This story was originally published on April 10, 2020. As part of MedPage Today’s review of the past year’s top stories, we are republishing it, along with an update on psoriatic arthritis, reviewing subsequent developments in 2020.
The monoclonal antibody guselkumab (Tremfya), which binds the interleukin (IL)-23 p19 subunit, was effective for psoriatic arthritis in two large clinical trials, providing comprehensive benefits for this heterogeneous disorder, investigators reported in The Lancet.
In one of the trials, DISCOVER-1, a 20% improvement on the response criteria established by the American College of Rheumatology (ACR20) at week 24 was achieved by 59% of patients receiving 100-mg subcutaneous guselkumab every 4 weeks and by 52% of those given the monoclonal antibody every 8 weeks compared with 22% of those randomized to placebo.

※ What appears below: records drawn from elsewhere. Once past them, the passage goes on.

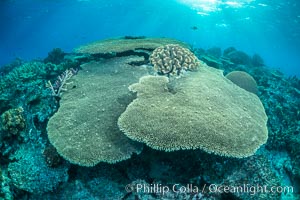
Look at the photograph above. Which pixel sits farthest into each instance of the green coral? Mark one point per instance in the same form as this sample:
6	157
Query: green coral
84	130
13	121
204	110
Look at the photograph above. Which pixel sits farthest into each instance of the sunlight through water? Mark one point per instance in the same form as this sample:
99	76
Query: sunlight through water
204	7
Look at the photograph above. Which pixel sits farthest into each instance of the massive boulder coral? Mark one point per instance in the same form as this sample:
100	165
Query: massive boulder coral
243	80
173	59
203	110
84	130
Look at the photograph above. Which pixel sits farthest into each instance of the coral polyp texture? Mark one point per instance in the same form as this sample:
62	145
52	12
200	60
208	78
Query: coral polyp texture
204	110
118	45
173	59
84	130
243	80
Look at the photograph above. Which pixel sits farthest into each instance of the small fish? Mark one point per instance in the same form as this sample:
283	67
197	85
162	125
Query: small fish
194	28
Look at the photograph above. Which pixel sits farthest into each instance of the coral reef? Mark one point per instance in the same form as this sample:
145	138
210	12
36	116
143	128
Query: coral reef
243	80
205	111
84	130
31	168
172	59
12	121
29	171
120	45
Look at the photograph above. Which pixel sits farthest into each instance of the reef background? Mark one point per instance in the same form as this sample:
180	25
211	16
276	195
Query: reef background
31	28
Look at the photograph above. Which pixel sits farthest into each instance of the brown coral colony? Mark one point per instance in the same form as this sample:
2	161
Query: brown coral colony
172	59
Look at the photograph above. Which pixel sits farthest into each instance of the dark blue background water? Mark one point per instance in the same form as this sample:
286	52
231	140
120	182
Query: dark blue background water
31	28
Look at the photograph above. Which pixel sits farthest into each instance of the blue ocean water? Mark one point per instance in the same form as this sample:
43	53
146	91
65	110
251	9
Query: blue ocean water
31	28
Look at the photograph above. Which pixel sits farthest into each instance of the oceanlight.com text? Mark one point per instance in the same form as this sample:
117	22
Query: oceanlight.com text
207	188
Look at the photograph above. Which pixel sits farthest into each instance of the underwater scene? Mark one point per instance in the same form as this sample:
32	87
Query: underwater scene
149	99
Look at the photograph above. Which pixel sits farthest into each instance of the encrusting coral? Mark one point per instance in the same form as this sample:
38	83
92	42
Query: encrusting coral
204	111
243	80
173	59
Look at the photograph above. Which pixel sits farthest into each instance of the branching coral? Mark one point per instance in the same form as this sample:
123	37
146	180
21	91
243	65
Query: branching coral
62	81
172	59
13	121
207	111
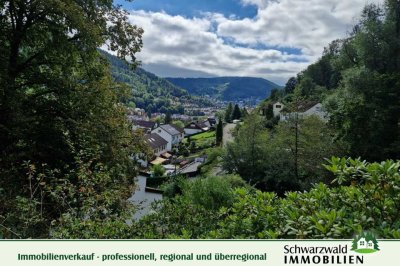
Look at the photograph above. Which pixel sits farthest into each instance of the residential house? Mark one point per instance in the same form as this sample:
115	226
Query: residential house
196	127
146	126
192	128
171	133
156	143
277	108
306	110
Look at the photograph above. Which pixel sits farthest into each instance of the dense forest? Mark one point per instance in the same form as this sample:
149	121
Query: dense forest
65	143
149	92
66	146
227	88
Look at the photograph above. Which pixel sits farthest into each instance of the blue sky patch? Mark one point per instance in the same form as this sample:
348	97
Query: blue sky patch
193	8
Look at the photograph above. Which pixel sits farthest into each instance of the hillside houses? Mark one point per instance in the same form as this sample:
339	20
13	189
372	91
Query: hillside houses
171	133
303	110
156	143
306	110
198	127
146	126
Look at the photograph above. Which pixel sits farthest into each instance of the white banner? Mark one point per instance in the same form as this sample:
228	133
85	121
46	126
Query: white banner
198	252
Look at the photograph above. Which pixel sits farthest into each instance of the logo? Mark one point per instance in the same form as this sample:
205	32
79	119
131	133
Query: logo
365	243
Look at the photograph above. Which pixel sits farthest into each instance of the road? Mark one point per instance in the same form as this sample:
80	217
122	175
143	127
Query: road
227	137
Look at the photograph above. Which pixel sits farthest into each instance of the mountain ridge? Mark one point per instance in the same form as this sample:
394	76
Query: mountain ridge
227	88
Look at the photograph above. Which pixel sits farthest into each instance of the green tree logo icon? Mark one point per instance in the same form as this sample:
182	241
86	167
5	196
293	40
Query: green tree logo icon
365	243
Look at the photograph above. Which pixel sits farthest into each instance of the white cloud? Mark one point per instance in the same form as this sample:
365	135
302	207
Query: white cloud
217	45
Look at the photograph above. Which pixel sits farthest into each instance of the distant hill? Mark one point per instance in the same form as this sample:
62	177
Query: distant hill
227	88
149	91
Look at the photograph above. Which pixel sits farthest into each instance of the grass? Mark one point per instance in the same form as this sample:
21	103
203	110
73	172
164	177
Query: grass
365	250
201	137
205	135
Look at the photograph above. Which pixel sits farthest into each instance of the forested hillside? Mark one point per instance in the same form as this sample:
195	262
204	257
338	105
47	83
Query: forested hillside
65	142
150	92
227	88
67	149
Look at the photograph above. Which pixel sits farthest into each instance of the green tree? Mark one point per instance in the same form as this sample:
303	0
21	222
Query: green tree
365	111
228	113
219	134
157	171
64	137
168	118
236	113
290	85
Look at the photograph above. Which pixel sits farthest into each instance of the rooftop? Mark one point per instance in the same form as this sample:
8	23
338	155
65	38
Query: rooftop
172	129
154	140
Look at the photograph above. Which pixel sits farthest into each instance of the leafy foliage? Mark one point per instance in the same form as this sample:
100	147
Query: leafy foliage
65	144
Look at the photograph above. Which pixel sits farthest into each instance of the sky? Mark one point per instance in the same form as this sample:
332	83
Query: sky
271	39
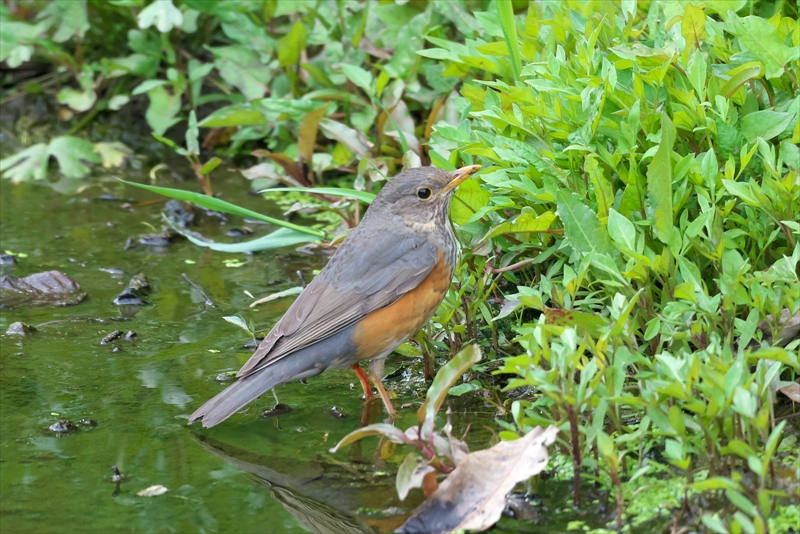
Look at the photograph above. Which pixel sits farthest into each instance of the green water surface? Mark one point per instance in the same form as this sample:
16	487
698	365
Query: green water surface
248	474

These represented differences versus placebo of 37% (95% CI 26%-48%, P<0.0001) and 30% (95% CI 19%-41%, P<0.0001), respectively, according to Atul Deodhar, MD, of Oregon Health and Science University in Portland, and colleagues.
In the second study, DISCOVER-2, ACR20 responses at week 24 were seen in 64% of both guselkumab groups compared with 33% of those in the placebo group, which represented percentage differences versus placebo of 31% (95% CI 22%-39%) for the every-4-weeks-group and 31% (95% CI 23%-40%) for the every-8-weeks group (P<0.0001 for both), according to Philip J. Mease, MD, of the University of Washington in Seattle, and colleagues.
DISCOVER-1 included 381 patients who were either biologic-naive or who had previously received tumor necrosis factor (TNF) inhibitor treatment, while DISCOVER-2 enrolled 741 patients who were all biologic-naive.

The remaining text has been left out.